What is the rate of energy radiation per unit area of a black body at (a)\({\bf{273}}\;{\bf{K}}\) and

(b) \({\bf{2730}}\;{\bf{K}}\)?

The temperature of the black body is\(T = 273\;{\rm{K}}\).

Emissivity of a perfect black body is \(e = 1\).

Area through which emissions are taking place is \(A = 1\;{{\rm{m}}^{\rm{2}}}\).

Stefan-Boltzmann constant: \(\sigma = 5.67 \times {10^{ - 8}}\;{{\rm{W}} \mathord{\left/{\vphantom {{\rm{W}} {{{\rm{m}}^{\rm{2}}}{{\rm{K}}^{\rm{4}}}}}} \right.\\} {{{\rm{m}}^{\rm{2}}}{{\rm{K}}^{\rm{4}}}}}\)

A perfect black body is the one which can absorb all the wavelengths of light, when it is incident on the black body. Also, on heating, the body should be able to emit all the wavelengths of light. The emissivity of such a body is 1. The rate heat radiation through a perfect black body, on heating is given as-

\(\frac{{{\bf{dQ}}}}{{{\bf{dt}}}}{\bf{ = A\sigma e}}{{\bf{T}}^{\bf{4}}}\;\; \cdot \cdot \cdot \cdot \cdot \cdot \cdot \cdot \cdot \cdot \cdot \cdot \cdot \cdot \cdot \cdot \cdot \cdot \cdot \cdot \cdot \cdot \cdot \cdot \cdot \cdot \cdot \cdot \cdot \cdot \cdot \cdot \cdot \cdot \cdot \cdot \cdot \cdot \cdot \cdot \cdot \cdot \cdot \cdot \cdot \cdot \left( 1 \right)\)
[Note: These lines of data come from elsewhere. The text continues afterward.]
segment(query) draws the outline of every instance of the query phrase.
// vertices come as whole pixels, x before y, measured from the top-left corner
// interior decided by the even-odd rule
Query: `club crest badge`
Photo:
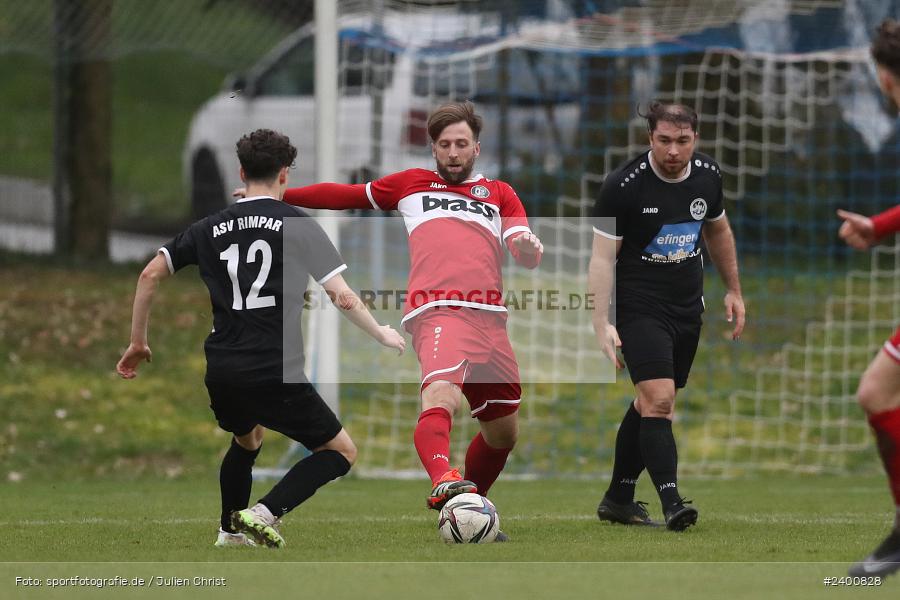
[[[691,202],[691,216],[695,221],[700,221],[706,216],[706,200],[694,198],[694,201]]]
[[[489,189],[487,189],[486,187],[484,187],[483,185],[476,185],[471,190],[469,190],[469,193],[472,194],[473,196],[475,196],[476,198],[487,198],[488,196],[491,195],[491,191]]]

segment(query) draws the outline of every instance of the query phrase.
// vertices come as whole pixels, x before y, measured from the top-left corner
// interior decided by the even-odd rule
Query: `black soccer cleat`
[[[900,530],[895,529],[875,552],[850,567],[850,577],[885,577],[900,570]]]
[[[603,496],[600,506],[597,507],[597,517],[601,521],[609,521],[610,523],[621,523],[622,525],[649,525],[651,527],[658,525],[650,519],[650,513],[644,508],[646,502],[629,502],[627,504],[619,504],[613,502],[608,496]]]
[[[477,485],[468,479],[463,479],[459,469],[450,469],[434,484],[431,494],[425,499],[425,506],[434,510],[441,510],[453,496],[477,493]]]
[[[697,517],[700,513],[693,506],[685,506],[690,503],[690,500],[681,498],[678,502],[663,510],[663,514],[666,516],[666,529],[669,531],[684,531],[697,522]]]
[[[502,531],[497,532],[497,537],[494,538],[495,542],[508,542],[509,536],[503,533]]]

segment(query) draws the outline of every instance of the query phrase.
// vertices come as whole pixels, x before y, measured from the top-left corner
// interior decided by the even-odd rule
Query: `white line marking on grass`
[[[24,525],[28,527],[44,527],[47,525],[166,525],[183,523],[212,523],[213,519],[108,519],[105,517],[89,517],[87,519],[31,519],[26,521],[0,521],[0,527]]]
[[[516,522],[530,521],[597,521],[597,517],[592,514],[537,514],[537,515],[519,515],[504,514],[505,519]],[[886,523],[890,515],[838,515],[833,517],[797,517],[792,514],[772,514],[772,515],[728,515],[728,516],[706,516],[706,522],[740,522],[748,524],[773,524],[773,525],[859,525],[864,523]],[[397,522],[421,522],[427,523],[436,520],[437,513],[433,515],[367,515],[367,516],[310,516],[298,514],[291,520],[297,523],[397,523]],[[24,521],[0,521],[0,527],[47,527],[56,525],[122,525],[122,526],[139,526],[139,525],[178,525],[201,523],[214,525],[217,519],[214,517],[193,517],[179,519],[119,519],[106,517],[89,517],[85,519],[31,519]]]
[[[438,513],[426,515],[383,515],[383,516],[309,516],[298,514],[292,517],[298,523],[396,523],[398,521],[406,522],[429,522],[436,520]],[[593,515],[507,515],[507,519],[516,521],[591,521],[597,517]],[[178,525],[188,523],[216,523],[217,520],[212,517],[194,517],[180,519],[116,519],[106,517],[89,517],[85,519],[30,519],[24,521],[0,521],[0,527],[25,526],[25,527],[46,527],[51,525]]]
[[[742,523],[764,523],[775,525],[859,525],[862,523],[887,523],[890,516],[885,513],[883,516],[878,515],[844,515],[835,517],[806,517],[798,518],[795,515],[734,515],[728,517],[729,521],[740,521]]]

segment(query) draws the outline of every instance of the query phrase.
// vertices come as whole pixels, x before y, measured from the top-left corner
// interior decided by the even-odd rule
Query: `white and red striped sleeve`
[[[366,195],[372,208],[381,210],[395,210],[397,203],[405,195],[405,190],[409,186],[410,179],[413,177],[412,170],[400,171],[399,173],[391,173],[385,175],[381,179],[370,181],[366,184]]]

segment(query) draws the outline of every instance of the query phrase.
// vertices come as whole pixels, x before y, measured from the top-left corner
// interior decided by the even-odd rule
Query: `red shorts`
[[[894,337],[884,343],[884,352],[900,363],[900,327],[894,332]]]
[[[519,365],[506,313],[441,306],[406,324],[422,367],[421,390],[433,381],[458,385],[472,417],[492,421],[519,410]]]

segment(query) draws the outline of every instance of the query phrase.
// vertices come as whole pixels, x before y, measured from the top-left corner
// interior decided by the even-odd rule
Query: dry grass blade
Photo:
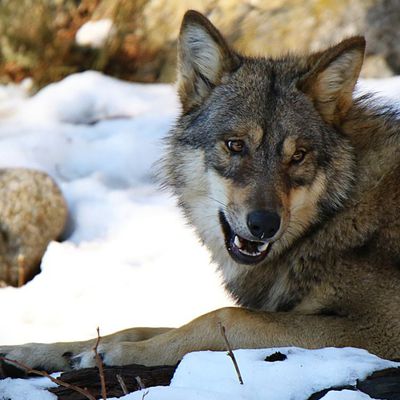
[[[137,382],[140,390],[146,389],[146,386],[144,386],[140,376],[136,376],[135,379],[136,379],[136,382]]]
[[[124,382],[124,380],[122,379],[122,376],[119,374],[116,374],[115,377],[117,378],[117,381],[119,383],[119,385],[121,386],[122,392],[124,394],[128,394],[128,388],[126,387],[126,384]]]
[[[100,343],[100,339],[101,339],[100,328],[97,327],[97,340],[93,347],[93,351],[94,351],[94,356],[96,359],[96,365],[97,365],[97,368],[99,369],[100,384],[101,384],[101,397],[103,397],[103,400],[107,400],[107,389],[106,389],[106,380],[104,378],[103,360],[101,359],[101,357],[97,351],[97,348]]]
[[[142,379],[140,378],[140,376],[135,377],[136,382],[140,388],[140,390],[144,390],[146,389],[146,386],[144,386]],[[142,400],[144,400],[144,398],[149,394],[149,391],[146,390],[143,394],[142,394]]]
[[[233,365],[235,367],[240,384],[243,385],[243,379],[242,379],[242,375],[240,373],[239,365],[236,361],[235,355],[233,354],[233,351],[232,351],[231,345],[229,344],[228,338],[226,337],[225,327],[221,324],[221,322],[219,322],[219,327],[221,330],[221,335],[224,338],[226,348],[228,350],[228,356],[231,358],[231,360],[233,362]]]
[[[85,397],[86,397],[87,399],[89,399],[89,400],[96,400],[96,397],[94,397],[94,396],[93,396],[91,393],[89,393],[86,389],[82,389],[82,388],[80,388],[79,386],[75,386],[75,385],[72,385],[72,384],[70,384],[70,383],[63,382],[63,381],[61,381],[60,379],[57,379],[57,378],[52,377],[51,375],[49,375],[49,374],[48,374],[47,372],[45,372],[45,371],[39,371],[39,370],[37,370],[37,369],[33,369],[33,368],[31,368],[31,367],[29,367],[29,366],[27,366],[27,365],[25,365],[25,364],[23,364],[23,363],[21,363],[21,362],[19,362],[19,361],[11,360],[11,359],[6,358],[6,357],[0,357],[0,360],[1,360],[1,361],[6,361],[6,362],[8,362],[9,364],[13,364],[13,365],[15,365],[15,366],[17,366],[17,367],[23,369],[24,371],[26,371],[26,373],[28,373],[28,374],[35,374],[35,375],[43,376],[44,378],[48,378],[48,379],[50,379],[52,382],[56,383],[57,385],[64,386],[64,387],[66,387],[66,388],[68,388],[68,389],[71,389],[71,390],[73,390],[73,391],[75,391],[75,392],[80,393],[81,395],[85,396]]]

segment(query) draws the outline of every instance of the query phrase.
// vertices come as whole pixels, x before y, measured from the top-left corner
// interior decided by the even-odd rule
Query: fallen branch
[[[0,357],[0,361],[5,361],[7,363],[13,364],[21,369],[23,369],[27,374],[34,374],[34,375],[39,375],[39,376],[43,376],[44,378],[48,378],[50,379],[53,383],[56,383],[57,385],[63,386],[67,389],[70,389],[74,392],[78,392],[81,395],[85,396],[87,399],[89,400],[96,400],[96,397],[94,397],[88,390],[86,389],[82,389],[79,386],[75,386],[71,383],[67,383],[67,382],[63,382],[60,379],[54,378],[53,376],[51,376],[50,374],[48,374],[45,371],[39,371],[37,369],[33,369],[17,360],[11,360],[10,358],[7,357]]]
[[[242,379],[242,375],[240,374],[239,365],[238,365],[238,363],[236,361],[235,355],[233,354],[232,347],[229,344],[228,338],[226,337],[225,327],[222,325],[221,322],[219,322],[218,324],[219,324],[219,327],[220,327],[220,330],[221,330],[221,335],[225,340],[225,344],[226,344],[226,347],[227,347],[227,350],[228,350],[228,356],[231,358],[231,360],[233,362],[233,365],[235,367],[237,376],[239,378],[239,383],[241,385],[243,385],[243,379]]]

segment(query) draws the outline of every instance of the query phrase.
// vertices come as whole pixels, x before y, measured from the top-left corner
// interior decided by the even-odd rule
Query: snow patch
[[[88,71],[0,119],[0,167],[48,172],[70,210],[66,240],[50,244],[42,273],[0,290],[1,304],[13,304],[3,310],[1,344],[86,339],[97,326],[102,334],[177,326],[232,304],[207,251],[154,181],[152,164],[178,110],[171,85]]]
[[[58,374],[55,374],[58,375]],[[47,378],[0,380],[0,400],[57,400],[46,389],[57,387]]]
[[[76,32],[75,40],[80,46],[103,47],[113,34],[113,22],[109,18],[84,23]]]

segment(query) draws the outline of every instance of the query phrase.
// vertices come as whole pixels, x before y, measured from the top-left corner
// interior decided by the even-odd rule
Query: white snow
[[[360,79],[357,89],[359,94],[373,93],[375,99],[400,107],[400,76],[387,79]]]
[[[276,351],[287,355],[287,359],[264,361]],[[304,350],[292,347],[234,353],[243,385],[226,352],[196,352],[184,357],[170,387],[150,389],[146,399],[304,400],[326,388],[353,385],[371,371],[396,366],[365,350],[353,348]],[[143,392],[126,398],[141,399]]]
[[[151,166],[178,112],[171,85],[72,75],[0,119],[0,167],[50,173],[71,212],[42,273],[0,290],[0,343],[78,340],[131,326],[177,326],[231,302]],[[162,299],[162,300],[160,300]],[[188,301],[187,299],[190,299]]]
[[[287,355],[287,359],[266,362],[265,358],[276,351]],[[143,389],[121,399],[142,400],[146,394],[146,400],[304,400],[323,389],[355,385],[357,379],[365,379],[373,371],[400,365],[353,348],[305,350],[290,347],[236,350],[234,353],[243,385],[225,352],[203,351],[184,357],[170,386]],[[0,400],[7,396],[18,400],[52,399],[45,397],[49,396],[44,390],[46,387],[54,387],[54,384],[43,378],[7,379],[0,381]],[[323,398],[365,400],[371,397],[345,390],[328,392]]]
[[[353,390],[332,390],[323,397],[324,400],[365,400],[370,398],[367,394]]]
[[[113,34],[113,31],[113,22],[109,18],[88,21],[78,29],[75,40],[80,46],[100,48]]]
[[[33,281],[0,289],[0,344],[85,339],[97,326],[101,334],[177,326],[231,305],[207,251],[154,181],[151,166],[179,109],[173,87],[96,72],[71,75],[30,98],[28,86],[0,87],[0,168],[47,171],[63,190],[71,221],[65,240],[49,245]],[[400,98],[400,77],[363,81],[360,91],[366,87],[383,87],[393,103]],[[353,349],[281,349],[288,360],[262,361],[273,351],[236,352],[243,387],[225,353],[188,355],[171,387],[150,389],[146,400],[292,398],[295,390],[328,385],[329,377],[336,385],[388,365]],[[328,354],[336,361],[327,361]],[[53,398],[41,382],[1,381],[0,399]],[[335,398],[368,398],[338,393]]]
[[[0,400],[57,400],[45,389],[57,387],[47,378],[0,380]]]
[[[0,85],[0,118],[7,116],[28,97],[33,81],[24,79],[20,84]]]

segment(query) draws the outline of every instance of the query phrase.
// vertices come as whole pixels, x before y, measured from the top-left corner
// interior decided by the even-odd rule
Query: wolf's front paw
[[[123,354],[126,349],[123,349],[124,344],[132,345],[130,347],[134,347],[133,343],[104,343],[99,344],[97,347],[97,353],[99,354],[102,362],[106,366],[115,366],[115,365],[127,365],[135,363],[134,355],[132,354],[132,350],[128,351],[128,353]],[[81,369],[81,368],[92,368],[97,365],[96,355],[93,349],[85,350],[82,353],[77,354],[76,356],[71,358],[71,365],[73,369]]]
[[[163,350],[149,346],[144,342],[104,343],[98,346],[97,352],[106,366],[142,364],[146,366],[163,365]],[[73,357],[73,368],[91,368],[96,366],[93,350],[84,351]]]
[[[3,377],[24,377],[28,368],[47,372],[71,369],[72,352],[63,346],[29,343],[20,346],[0,346],[0,374]],[[17,361],[23,365],[13,364]],[[26,368],[24,368],[26,367]]]

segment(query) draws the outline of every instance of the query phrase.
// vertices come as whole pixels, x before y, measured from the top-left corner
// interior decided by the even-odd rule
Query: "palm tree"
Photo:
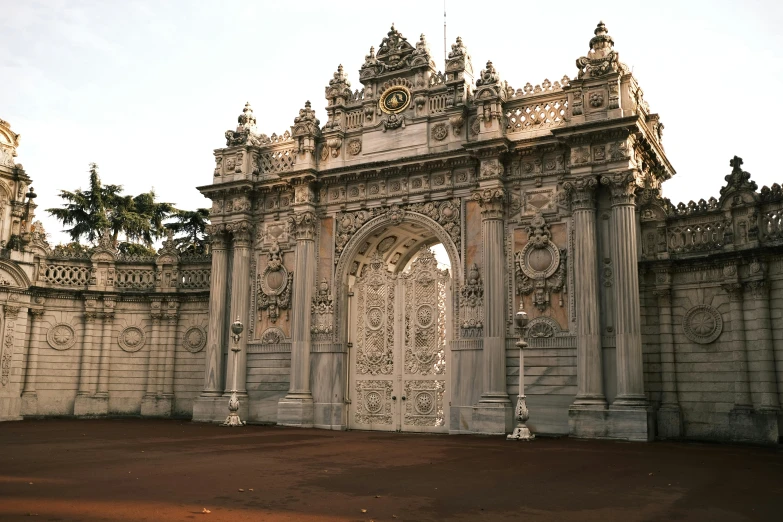
[[[166,228],[177,234],[174,238],[177,249],[180,252],[204,252],[209,210],[177,210],[171,217],[175,221],[166,223]]]
[[[136,212],[146,220],[146,227],[139,238],[145,245],[150,245],[154,240],[166,235],[163,222],[178,212],[171,203],[158,202],[155,201],[156,198],[155,189],[133,198]]]

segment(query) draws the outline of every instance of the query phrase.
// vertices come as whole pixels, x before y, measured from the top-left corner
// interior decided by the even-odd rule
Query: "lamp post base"
[[[511,435],[506,436],[506,440],[533,440],[536,436],[525,426],[525,421],[530,418],[530,414],[527,411],[527,404],[525,403],[525,396],[517,396],[517,407],[514,411],[514,417],[517,420],[517,427],[511,432]]]
[[[237,391],[231,392],[231,398],[228,400],[228,417],[221,426],[244,426],[245,422],[239,418],[239,397],[237,397]]]

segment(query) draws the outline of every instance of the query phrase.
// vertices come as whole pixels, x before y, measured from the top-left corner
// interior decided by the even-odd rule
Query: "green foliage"
[[[155,252],[154,248],[148,247],[146,245],[141,245],[139,243],[128,243],[127,241],[122,241],[117,245],[117,250],[120,254],[125,254],[126,256],[156,256],[157,252]]]
[[[194,254],[204,253],[209,210],[206,208],[177,210],[172,218],[174,221],[166,223],[165,226],[174,233],[174,244],[177,250]]]
[[[95,163],[90,164],[89,190],[61,190],[60,197],[62,207],[46,211],[70,226],[65,232],[74,242],[84,238],[96,244],[109,233],[116,247],[123,237],[126,245],[143,245],[144,252],[152,251],[153,242],[164,235],[164,222],[177,212],[171,203],[157,201],[154,190],[130,196],[123,194],[122,185],[103,185]]]

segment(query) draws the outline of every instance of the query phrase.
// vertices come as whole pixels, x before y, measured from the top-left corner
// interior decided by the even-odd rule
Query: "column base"
[[[21,415],[27,415],[30,417],[35,417],[38,415],[38,394],[35,392],[32,393],[23,393],[22,394],[22,406],[20,408],[19,413]]]
[[[511,401],[505,396],[506,402],[490,402],[485,398],[473,406],[471,426],[473,433],[482,435],[506,435],[514,428],[514,409]],[[489,397],[487,397],[489,399]]]
[[[735,408],[729,412],[729,438],[752,444],[777,444],[780,437],[777,411]]]
[[[171,395],[145,395],[141,399],[141,416],[171,417],[173,402]]]
[[[608,409],[569,408],[569,434],[585,439],[648,442],[655,438],[655,414],[612,404]]]
[[[0,421],[22,420],[20,411],[22,408],[22,399],[19,395],[16,397],[0,397]]]
[[[76,417],[99,417],[109,414],[108,395],[77,395],[73,403]]]
[[[312,395],[292,393],[280,399],[277,403],[277,424],[296,428],[312,428]]]
[[[678,439],[683,435],[682,412],[676,405],[664,405],[658,409],[658,437]]]
[[[583,395],[577,396],[569,410],[605,410],[606,409],[606,397],[603,395]]]

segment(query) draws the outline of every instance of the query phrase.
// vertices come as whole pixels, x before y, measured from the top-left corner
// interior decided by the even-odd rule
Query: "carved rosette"
[[[58,323],[46,332],[46,342],[55,350],[67,350],[76,344],[76,331],[68,323]]]
[[[288,218],[288,226],[297,241],[313,241],[317,221],[313,212],[297,212]]]
[[[117,337],[117,344],[128,353],[138,352],[145,342],[144,330],[138,326],[128,326]]]
[[[552,293],[559,293],[562,307],[566,283],[566,251],[551,241],[549,225],[537,214],[527,227],[528,241],[514,254],[518,295],[533,294],[533,304],[542,312],[550,306]]]
[[[5,306],[5,337],[0,346],[0,384],[5,386],[11,377],[11,362],[14,358],[14,335],[16,319],[19,315],[18,306]]]
[[[720,337],[723,331],[723,318],[712,306],[696,305],[685,312],[682,318],[682,330],[691,341],[709,344]]]
[[[408,426],[443,426],[443,392],[446,381],[405,381],[404,424]]]
[[[595,189],[598,180],[594,176],[586,176],[563,183],[563,188],[571,200],[571,210],[595,209]]]
[[[503,219],[503,207],[506,203],[506,191],[502,188],[484,189],[473,193],[473,201],[481,206],[483,219]]]
[[[609,188],[612,206],[633,205],[636,202],[636,179],[633,172],[606,174],[601,176],[601,184]]]
[[[190,353],[198,353],[207,344],[207,332],[200,326],[191,326],[182,336],[182,345]]]
[[[230,232],[234,248],[250,248],[253,225],[249,221],[235,221],[226,224],[226,232]]]
[[[356,381],[357,424],[392,424],[392,381]]]

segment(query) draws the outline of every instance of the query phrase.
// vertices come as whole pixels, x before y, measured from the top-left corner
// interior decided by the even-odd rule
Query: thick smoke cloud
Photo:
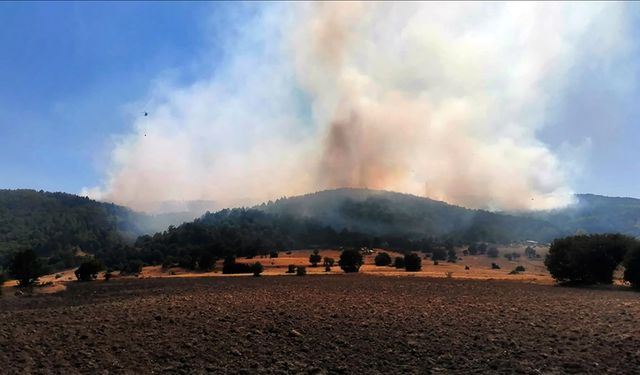
[[[627,32],[619,3],[326,3],[261,7],[229,38],[210,78],[157,86],[86,194],[143,210],[335,187],[562,206],[575,160],[538,132]]]

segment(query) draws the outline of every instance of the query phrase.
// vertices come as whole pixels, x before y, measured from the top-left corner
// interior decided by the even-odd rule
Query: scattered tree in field
[[[309,263],[311,263],[311,267],[318,267],[318,263],[322,261],[322,256],[318,249],[313,250],[313,254],[309,255]]]
[[[201,271],[209,272],[216,267],[216,259],[209,252],[200,254],[198,259],[198,268]]]
[[[640,288],[640,246],[627,251],[624,257],[624,280],[632,287]]]
[[[640,242],[622,234],[577,235],[556,239],[544,264],[556,281],[611,284],[625,254]]]
[[[98,278],[98,272],[104,269],[104,265],[97,259],[83,262],[74,274],[78,281],[93,281]]]
[[[469,250],[467,250],[467,249],[462,250],[462,255],[468,256],[469,255]]]
[[[431,260],[446,260],[447,251],[441,247],[433,249],[431,253]]]
[[[487,249],[487,256],[489,258],[497,258],[498,255],[500,255],[500,251],[498,251],[497,247],[491,246],[490,248]]]
[[[107,270],[107,272],[104,273],[104,281],[109,281],[112,277],[113,272],[111,270]]]
[[[524,266],[517,266],[517,267],[514,269],[514,271],[516,271],[516,272],[524,272],[524,271],[525,271],[525,268],[524,268]]]
[[[9,261],[9,274],[18,280],[19,286],[25,287],[35,284],[45,274],[45,269],[36,253],[27,249],[13,254]]]
[[[298,266],[298,268],[296,268],[296,276],[304,276],[306,274],[307,274],[307,267]]]
[[[296,273],[296,268],[297,268],[297,267],[296,267],[296,265],[295,265],[295,264],[290,264],[290,265],[287,267],[287,272],[286,272],[286,273]]]
[[[276,250],[269,252],[269,258],[277,258],[278,252]]]
[[[398,269],[404,268],[404,257],[396,257],[393,260],[393,266]]]
[[[127,262],[120,270],[121,275],[138,275],[142,272],[143,263],[139,259],[133,259]]]
[[[246,263],[237,263],[236,257],[231,255],[225,258],[224,263],[222,264],[222,273],[253,273],[253,265]]]
[[[0,296],[2,295],[2,285],[7,281],[7,275],[0,270]]]
[[[264,267],[262,266],[262,263],[260,262],[255,262],[252,266],[251,269],[253,270],[253,276],[260,276],[260,274],[262,273],[262,271],[264,271]]]
[[[376,255],[373,261],[376,266],[384,267],[391,264],[391,257],[389,256],[389,254],[382,252],[382,253],[378,253],[378,255]]]
[[[491,269],[492,270],[499,270],[500,266],[498,265],[498,263],[491,263]]]
[[[524,249],[524,256],[526,256],[529,259],[534,259],[537,257],[537,253],[536,253],[536,249],[534,249],[531,246],[527,246],[526,249]]]
[[[465,270],[470,270],[471,268],[469,268],[469,266],[464,266]]]
[[[404,256],[404,267],[409,272],[418,272],[422,269],[422,259],[416,253],[406,254]]]
[[[338,264],[346,273],[358,272],[363,263],[362,254],[356,249],[347,249],[340,254]]]
[[[335,260],[330,257],[324,257],[324,271],[331,272],[331,267],[335,264]]]
[[[456,254],[456,249],[452,247],[447,251],[447,262],[455,263],[457,260],[458,254]]]

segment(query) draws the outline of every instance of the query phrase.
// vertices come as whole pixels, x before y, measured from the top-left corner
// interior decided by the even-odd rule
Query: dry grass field
[[[422,260],[422,270],[420,272],[406,272],[404,269],[398,270],[394,267],[377,267],[374,264],[374,258],[378,251],[376,250],[373,254],[365,256],[365,263],[360,269],[360,272],[366,274],[376,274],[382,276],[413,276],[413,277],[447,277],[454,279],[479,279],[479,280],[512,280],[512,281],[522,281],[522,282],[534,282],[540,284],[551,284],[553,280],[544,267],[542,259],[529,260],[526,257],[521,256],[518,260],[509,261],[502,256],[502,254],[517,252],[522,254],[524,252],[524,247],[501,247],[500,252],[501,256],[498,258],[489,258],[486,255],[477,255],[477,256],[461,256],[462,260],[459,260],[456,263],[447,263],[445,261],[440,261],[438,265],[434,265],[433,261],[430,259]],[[542,251],[539,250],[542,254],[546,253],[546,249],[543,248]],[[392,259],[396,256],[401,256],[402,254],[387,251]],[[458,254],[462,254],[462,249],[458,249]],[[298,250],[292,251],[291,254],[287,254],[285,252],[281,252],[277,258],[268,258],[268,257],[255,257],[253,259],[245,259],[238,258],[237,262],[242,263],[255,263],[260,262],[264,266],[263,275],[266,276],[274,276],[274,275],[287,275],[287,267],[289,264],[294,264],[296,266],[306,266],[307,274],[309,275],[327,275],[324,267],[320,264],[318,267],[311,267],[309,263],[309,255],[311,255],[311,250]],[[342,273],[340,267],[337,265],[338,260],[340,259],[340,251],[335,249],[324,249],[320,250],[320,255],[322,257],[331,257],[336,261],[336,265],[332,268],[332,271],[329,274],[334,273]],[[491,263],[495,262],[500,266],[499,270],[491,269]],[[510,275],[509,272],[512,271],[516,266],[521,265],[525,267],[525,272]],[[466,270],[465,266],[469,266],[469,269]],[[202,276],[223,276],[219,271],[222,268],[221,262],[218,262],[217,270],[214,272],[208,273],[193,273],[190,271],[173,268],[171,271],[162,270],[161,267],[145,267],[143,273],[140,277],[148,278],[148,277],[202,277]],[[226,275],[225,275],[226,276]],[[63,278],[65,280],[66,278]]]
[[[335,273],[0,298],[3,374],[624,374],[633,292]]]

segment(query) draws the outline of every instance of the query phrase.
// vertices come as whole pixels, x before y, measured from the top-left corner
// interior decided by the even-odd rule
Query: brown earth
[[[639,316],[634,292],[499,281],[73,282],[0,298],[0,372],[638,373]]]

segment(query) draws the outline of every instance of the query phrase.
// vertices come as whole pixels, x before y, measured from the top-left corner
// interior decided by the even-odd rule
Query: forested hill
[[[24,248],[42,256],[103,251],[143,234],[138,216],[73,194],[0,190],[0,255]]]
[[[336,230],[459,241],[548,241],[562,229],[543,218],[471,210],[409,194],[326,190],[256,207],[267,213],[312,218]]]

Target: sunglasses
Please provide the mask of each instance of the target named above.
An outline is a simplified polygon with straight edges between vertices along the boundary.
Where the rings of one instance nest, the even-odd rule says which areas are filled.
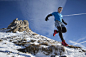
[[[59,8],[59,10],[62,10],[62,8]]]

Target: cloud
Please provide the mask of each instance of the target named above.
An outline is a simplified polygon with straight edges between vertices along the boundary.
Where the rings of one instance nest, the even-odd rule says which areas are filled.
[[[63,15],[63,16],[75,16],[75,15],[83,15],[83,14],[86,14],[86,13],[70,14],[70,15]]]
[[[85,39],[86,39],[86,37],[80,38],[77,41],[71,41],[71,40],[69,40],[69,42],[72,43],[73,45],[77,45],[77,46],[82,47],[83,49],[86,49],[86,41],[84,41]]]
[[[80,42],[81,40],[84,40],[84,39],[86,39],[86,37],[80,38],[76,42]]]
[[[81,43],[77,43],[77,42],[71,41],[71,40],[69,42],[72,43],[73,45],[77,45],[77,46],[82,47],[83,49],[86,49],[86,47],[84,45],[82,45]]]
[[[80,44],[85,43],[86,41],[80,42]]]
[[[64,7],[66,0],[27,0],[18,2],[21,8],[23,16],[29,20],[30,27],[35,32],[43,35],[51,35],[54,30],[54,18],[49,18],[49,21],[45,22],[45,17],[57,11],[59,6]]]

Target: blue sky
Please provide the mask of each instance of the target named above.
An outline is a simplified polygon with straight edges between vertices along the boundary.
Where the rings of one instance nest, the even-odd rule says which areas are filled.
[[[6,28],[15,18],[28,20],[32,31],[47,36],[56,41],[61,41],[57,34],[53,37],[54,17],[46,22],[45,17],[57,11],[62,6],[62,15],[86,13],[86,0],[25,0],[25,1],[0,1],[0,28]],[[67,22],[67,32],[63,34],[68,44],[86,41],[86,14],[64,16]],[[72,42],[73,41],[73,42]]]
Using equation (1), the rate of heat radiation through a black body is given as-

\(\frac{{dQ}}{{dt}} = A\sigma e{T^4}\)

For the given values the above equation becomes-

\(\begin{array}{c}\frac{{dQ}}{{dt}} = 1\;{{\rm{m}}^2} \times 5.67 \times {10^{ - 8}}\;{{\rm{W}} \mathord{\left/{\vphantom {{\rm{W}} {{{\rm{m}}^{\rm{2}}}{{\rm{K}}^{\rm{4}}}}}} \right.\\} {{{\rm{m}}^{\rm{2}}}{{\rm{K}}^{\rm{4}}}}} \times 1 \times {\left( {273\;{\rm{K}}} \right)^4}\\ = 314.9\;{\rm{W}}\end{array}\)

The rate of transfer of heat from the black body at \(273\;{\rm{K}}\) is \(314.9\;{\rm{W}}\).